At that level, species of algae belonging to the Karlodinium and Gymnodinium groups would appear very similar. To be able to positively identify the algae species, a genetic test or a microscope with 1,500 to 2,000 times’ magnification would be needed, said Dr Hans Eikaas. Apparently, Dr Eikaas doesn’t have that kind of a microscope in his lab. I wonder what the AVA’s magnification is.
So is it Karlodinium or Gymnodium? Today further revealed that Karlodinium veneficum is known to produce karlotoxin, an agent responsible for fish kills. This is getting curiouser. So it is the karlotoxin or gill damage that killed the fish?
The AVA said the dead fish had gill damage caused by plankton. No marine biotixins have been detected in fish samples from affected farms and live fish harvested from the farms are safe for consumption, it added.
Wait a minute. This is even curiouser. It was AVA that said it was Karlodinium that was responsible. Doesn’t Karlodinium produce karlotoxin?
A little more about Dr Hans Eikaas. He contributed to a very interesting and informative article and let me draw your attention to the following excerpts.
Freshwater Biomonitoring “Biological monitoring” or “biomonitoring” is the use of animals and plants to
detect change, often due to pollution, in the environment….

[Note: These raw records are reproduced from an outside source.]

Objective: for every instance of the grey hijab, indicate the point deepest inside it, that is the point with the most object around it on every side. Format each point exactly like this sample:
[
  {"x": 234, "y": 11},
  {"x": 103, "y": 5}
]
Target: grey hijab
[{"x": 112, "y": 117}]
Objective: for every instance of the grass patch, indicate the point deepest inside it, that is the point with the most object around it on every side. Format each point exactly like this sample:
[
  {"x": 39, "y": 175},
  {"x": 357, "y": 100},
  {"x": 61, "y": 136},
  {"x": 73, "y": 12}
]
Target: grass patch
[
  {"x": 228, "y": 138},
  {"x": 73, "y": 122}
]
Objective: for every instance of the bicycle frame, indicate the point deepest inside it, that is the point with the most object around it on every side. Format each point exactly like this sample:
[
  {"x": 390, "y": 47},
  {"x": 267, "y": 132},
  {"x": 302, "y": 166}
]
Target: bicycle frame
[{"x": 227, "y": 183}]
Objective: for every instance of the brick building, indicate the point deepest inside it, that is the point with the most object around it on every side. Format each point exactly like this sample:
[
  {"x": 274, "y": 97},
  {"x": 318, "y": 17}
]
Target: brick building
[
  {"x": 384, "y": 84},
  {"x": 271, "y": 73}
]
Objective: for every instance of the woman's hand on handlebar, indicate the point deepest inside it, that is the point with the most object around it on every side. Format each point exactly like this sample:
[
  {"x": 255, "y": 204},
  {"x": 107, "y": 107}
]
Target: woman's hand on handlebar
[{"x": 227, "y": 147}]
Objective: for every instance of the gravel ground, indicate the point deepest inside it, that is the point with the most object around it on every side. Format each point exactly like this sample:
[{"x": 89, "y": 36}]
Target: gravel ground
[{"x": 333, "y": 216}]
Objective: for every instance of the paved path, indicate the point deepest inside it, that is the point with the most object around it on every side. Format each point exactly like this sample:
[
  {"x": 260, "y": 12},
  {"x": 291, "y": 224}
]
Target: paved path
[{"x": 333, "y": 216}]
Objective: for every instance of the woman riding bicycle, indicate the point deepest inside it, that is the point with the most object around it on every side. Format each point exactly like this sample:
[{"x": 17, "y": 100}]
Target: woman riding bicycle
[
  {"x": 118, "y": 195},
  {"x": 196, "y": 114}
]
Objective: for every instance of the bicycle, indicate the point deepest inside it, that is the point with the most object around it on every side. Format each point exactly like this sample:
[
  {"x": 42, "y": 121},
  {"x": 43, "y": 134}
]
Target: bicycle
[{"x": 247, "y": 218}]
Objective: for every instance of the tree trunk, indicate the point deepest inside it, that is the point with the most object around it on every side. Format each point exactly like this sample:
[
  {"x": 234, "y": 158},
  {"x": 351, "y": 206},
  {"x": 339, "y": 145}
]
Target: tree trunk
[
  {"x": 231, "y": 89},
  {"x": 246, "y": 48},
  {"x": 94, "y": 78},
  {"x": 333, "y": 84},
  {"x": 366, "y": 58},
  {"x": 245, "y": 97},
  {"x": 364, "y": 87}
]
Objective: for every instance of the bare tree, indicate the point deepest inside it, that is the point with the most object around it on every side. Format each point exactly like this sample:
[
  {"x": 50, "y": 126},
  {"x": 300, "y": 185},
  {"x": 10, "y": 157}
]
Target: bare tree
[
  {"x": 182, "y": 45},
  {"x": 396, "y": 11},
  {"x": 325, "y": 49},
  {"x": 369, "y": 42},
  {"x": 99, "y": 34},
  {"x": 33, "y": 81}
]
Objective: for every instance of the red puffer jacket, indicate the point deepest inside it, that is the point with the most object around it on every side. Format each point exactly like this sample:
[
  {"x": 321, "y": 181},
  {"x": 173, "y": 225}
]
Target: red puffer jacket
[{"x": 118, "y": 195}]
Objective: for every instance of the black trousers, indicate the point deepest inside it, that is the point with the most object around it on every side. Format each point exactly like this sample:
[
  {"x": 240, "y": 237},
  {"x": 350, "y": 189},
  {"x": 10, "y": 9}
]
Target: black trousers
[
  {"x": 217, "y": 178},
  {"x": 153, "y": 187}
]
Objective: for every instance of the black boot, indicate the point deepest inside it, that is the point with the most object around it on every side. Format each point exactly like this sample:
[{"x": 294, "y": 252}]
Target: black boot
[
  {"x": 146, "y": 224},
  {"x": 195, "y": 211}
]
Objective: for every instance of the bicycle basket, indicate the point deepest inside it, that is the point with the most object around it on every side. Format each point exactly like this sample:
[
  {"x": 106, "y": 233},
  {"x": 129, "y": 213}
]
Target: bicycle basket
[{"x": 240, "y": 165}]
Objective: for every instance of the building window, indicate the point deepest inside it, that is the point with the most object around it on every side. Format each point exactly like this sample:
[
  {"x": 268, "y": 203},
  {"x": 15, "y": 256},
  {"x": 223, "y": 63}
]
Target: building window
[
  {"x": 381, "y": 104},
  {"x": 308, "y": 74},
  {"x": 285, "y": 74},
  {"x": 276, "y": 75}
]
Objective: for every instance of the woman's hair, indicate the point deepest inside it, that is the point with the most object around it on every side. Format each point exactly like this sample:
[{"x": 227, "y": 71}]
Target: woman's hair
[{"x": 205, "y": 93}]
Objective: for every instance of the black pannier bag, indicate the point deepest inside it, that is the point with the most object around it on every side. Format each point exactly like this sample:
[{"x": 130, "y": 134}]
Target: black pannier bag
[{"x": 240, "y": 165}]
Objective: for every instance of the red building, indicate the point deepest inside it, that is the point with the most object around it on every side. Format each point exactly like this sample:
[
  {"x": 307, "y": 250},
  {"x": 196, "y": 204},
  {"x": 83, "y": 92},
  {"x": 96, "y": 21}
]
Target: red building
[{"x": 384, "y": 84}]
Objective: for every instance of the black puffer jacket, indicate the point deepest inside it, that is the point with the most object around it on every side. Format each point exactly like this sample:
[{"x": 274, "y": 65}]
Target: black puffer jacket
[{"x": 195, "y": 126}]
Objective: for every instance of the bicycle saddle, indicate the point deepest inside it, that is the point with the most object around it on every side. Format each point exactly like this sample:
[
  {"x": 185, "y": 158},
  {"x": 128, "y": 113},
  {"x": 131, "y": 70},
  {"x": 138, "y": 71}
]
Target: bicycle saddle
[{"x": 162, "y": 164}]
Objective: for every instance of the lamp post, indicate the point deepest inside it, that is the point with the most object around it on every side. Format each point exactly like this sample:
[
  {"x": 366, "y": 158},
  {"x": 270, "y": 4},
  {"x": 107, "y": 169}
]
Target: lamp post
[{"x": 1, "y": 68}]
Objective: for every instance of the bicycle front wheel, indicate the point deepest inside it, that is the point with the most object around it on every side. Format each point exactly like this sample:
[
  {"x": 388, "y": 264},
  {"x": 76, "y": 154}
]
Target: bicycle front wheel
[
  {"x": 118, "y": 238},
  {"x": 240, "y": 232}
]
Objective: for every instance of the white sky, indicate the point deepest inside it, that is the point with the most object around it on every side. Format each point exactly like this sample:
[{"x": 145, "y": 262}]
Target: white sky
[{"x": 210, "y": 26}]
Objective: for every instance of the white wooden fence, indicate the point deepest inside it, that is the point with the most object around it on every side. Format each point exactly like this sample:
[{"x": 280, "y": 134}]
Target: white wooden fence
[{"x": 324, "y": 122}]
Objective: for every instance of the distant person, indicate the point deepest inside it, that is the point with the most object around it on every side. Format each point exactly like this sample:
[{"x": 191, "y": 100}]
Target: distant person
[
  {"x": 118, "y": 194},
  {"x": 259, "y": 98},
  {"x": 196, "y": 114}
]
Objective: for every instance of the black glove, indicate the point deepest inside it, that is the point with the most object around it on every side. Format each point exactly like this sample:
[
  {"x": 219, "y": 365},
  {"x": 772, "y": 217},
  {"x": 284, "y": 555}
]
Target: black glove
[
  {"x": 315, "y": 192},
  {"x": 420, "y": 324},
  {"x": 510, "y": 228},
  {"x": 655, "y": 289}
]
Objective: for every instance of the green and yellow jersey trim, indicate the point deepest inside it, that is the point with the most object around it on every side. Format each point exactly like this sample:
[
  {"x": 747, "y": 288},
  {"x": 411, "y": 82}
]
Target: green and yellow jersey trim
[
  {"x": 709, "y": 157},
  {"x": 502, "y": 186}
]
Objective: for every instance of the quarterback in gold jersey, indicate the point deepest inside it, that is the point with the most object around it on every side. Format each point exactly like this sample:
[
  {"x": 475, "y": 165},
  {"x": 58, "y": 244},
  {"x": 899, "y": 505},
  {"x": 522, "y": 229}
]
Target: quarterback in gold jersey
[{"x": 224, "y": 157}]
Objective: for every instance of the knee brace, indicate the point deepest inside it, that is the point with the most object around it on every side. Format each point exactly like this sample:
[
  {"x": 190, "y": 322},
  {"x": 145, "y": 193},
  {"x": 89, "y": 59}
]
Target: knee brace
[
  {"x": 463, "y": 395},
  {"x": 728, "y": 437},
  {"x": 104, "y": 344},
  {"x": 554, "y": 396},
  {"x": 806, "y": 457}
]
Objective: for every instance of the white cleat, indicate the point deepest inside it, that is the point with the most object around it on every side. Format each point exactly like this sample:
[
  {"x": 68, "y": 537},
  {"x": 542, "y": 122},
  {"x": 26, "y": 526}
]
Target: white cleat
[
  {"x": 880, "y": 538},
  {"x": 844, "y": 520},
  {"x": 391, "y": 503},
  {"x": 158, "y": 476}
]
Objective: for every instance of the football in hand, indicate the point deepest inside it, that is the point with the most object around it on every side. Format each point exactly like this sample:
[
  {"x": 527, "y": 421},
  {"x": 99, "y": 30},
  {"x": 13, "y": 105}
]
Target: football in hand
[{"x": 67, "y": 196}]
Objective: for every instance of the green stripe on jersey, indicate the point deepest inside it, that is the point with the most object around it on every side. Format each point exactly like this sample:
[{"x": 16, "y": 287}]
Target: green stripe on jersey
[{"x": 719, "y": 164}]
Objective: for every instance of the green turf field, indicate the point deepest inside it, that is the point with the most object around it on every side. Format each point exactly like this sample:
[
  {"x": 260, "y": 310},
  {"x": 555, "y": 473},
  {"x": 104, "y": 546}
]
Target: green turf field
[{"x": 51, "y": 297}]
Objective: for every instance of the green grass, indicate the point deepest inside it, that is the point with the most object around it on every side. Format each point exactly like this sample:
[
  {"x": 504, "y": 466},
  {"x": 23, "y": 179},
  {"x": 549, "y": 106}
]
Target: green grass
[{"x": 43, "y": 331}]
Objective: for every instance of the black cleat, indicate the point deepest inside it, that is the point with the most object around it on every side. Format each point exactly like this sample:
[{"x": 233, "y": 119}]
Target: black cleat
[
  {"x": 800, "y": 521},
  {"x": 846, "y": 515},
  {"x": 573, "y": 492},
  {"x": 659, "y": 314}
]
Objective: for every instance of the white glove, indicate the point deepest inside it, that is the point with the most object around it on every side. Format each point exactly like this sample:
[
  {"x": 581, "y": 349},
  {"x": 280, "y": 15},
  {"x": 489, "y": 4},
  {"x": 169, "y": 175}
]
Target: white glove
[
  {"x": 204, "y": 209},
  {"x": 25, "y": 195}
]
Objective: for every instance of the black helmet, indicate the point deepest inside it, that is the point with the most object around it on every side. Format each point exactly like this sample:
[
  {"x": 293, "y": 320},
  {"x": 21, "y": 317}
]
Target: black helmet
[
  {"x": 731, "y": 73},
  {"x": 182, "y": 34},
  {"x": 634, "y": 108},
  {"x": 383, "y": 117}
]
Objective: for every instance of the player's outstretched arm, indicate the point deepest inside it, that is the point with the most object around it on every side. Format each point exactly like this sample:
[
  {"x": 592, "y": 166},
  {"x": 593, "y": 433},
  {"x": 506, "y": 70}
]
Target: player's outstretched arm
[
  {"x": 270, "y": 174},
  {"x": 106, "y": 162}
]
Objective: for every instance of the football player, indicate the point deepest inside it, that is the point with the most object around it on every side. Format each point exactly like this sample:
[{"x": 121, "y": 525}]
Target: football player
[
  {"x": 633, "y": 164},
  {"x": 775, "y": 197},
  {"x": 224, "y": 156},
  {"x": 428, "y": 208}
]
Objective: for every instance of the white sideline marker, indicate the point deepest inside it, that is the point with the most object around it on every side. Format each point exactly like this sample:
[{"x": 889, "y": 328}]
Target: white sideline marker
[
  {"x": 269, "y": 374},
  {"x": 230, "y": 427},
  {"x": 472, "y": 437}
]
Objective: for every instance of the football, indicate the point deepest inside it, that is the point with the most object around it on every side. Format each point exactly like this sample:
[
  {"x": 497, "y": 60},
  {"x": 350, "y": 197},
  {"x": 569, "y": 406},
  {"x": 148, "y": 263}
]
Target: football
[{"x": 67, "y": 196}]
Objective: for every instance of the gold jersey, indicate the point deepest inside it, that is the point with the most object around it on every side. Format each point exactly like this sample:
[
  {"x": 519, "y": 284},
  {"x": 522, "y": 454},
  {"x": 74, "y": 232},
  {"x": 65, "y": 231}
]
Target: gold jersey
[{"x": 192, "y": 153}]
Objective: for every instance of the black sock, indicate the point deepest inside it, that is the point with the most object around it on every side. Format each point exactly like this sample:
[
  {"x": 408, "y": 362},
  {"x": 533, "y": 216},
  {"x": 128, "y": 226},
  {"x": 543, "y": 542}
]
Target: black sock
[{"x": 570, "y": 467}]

… In the freshwater environment, fish algae and benthic invertebrates are effective “bioindicators” of pollution or disturbance because they demonstrate differential sensitivities to pollution. In the case of freshwater algae,
some species are of particular concern with regard to toxic algal blooms, so they are often monitored as a water quality concern of their own right as well as indicators of enrichment, particularly in lake systems.
This article is found here. Note that in the article, Dr Eikaas is identified as coming from PUB while in Today, he is an expert from DHI Water & Environment, a “not-for-profit” group offering consultancy and water-modelling services.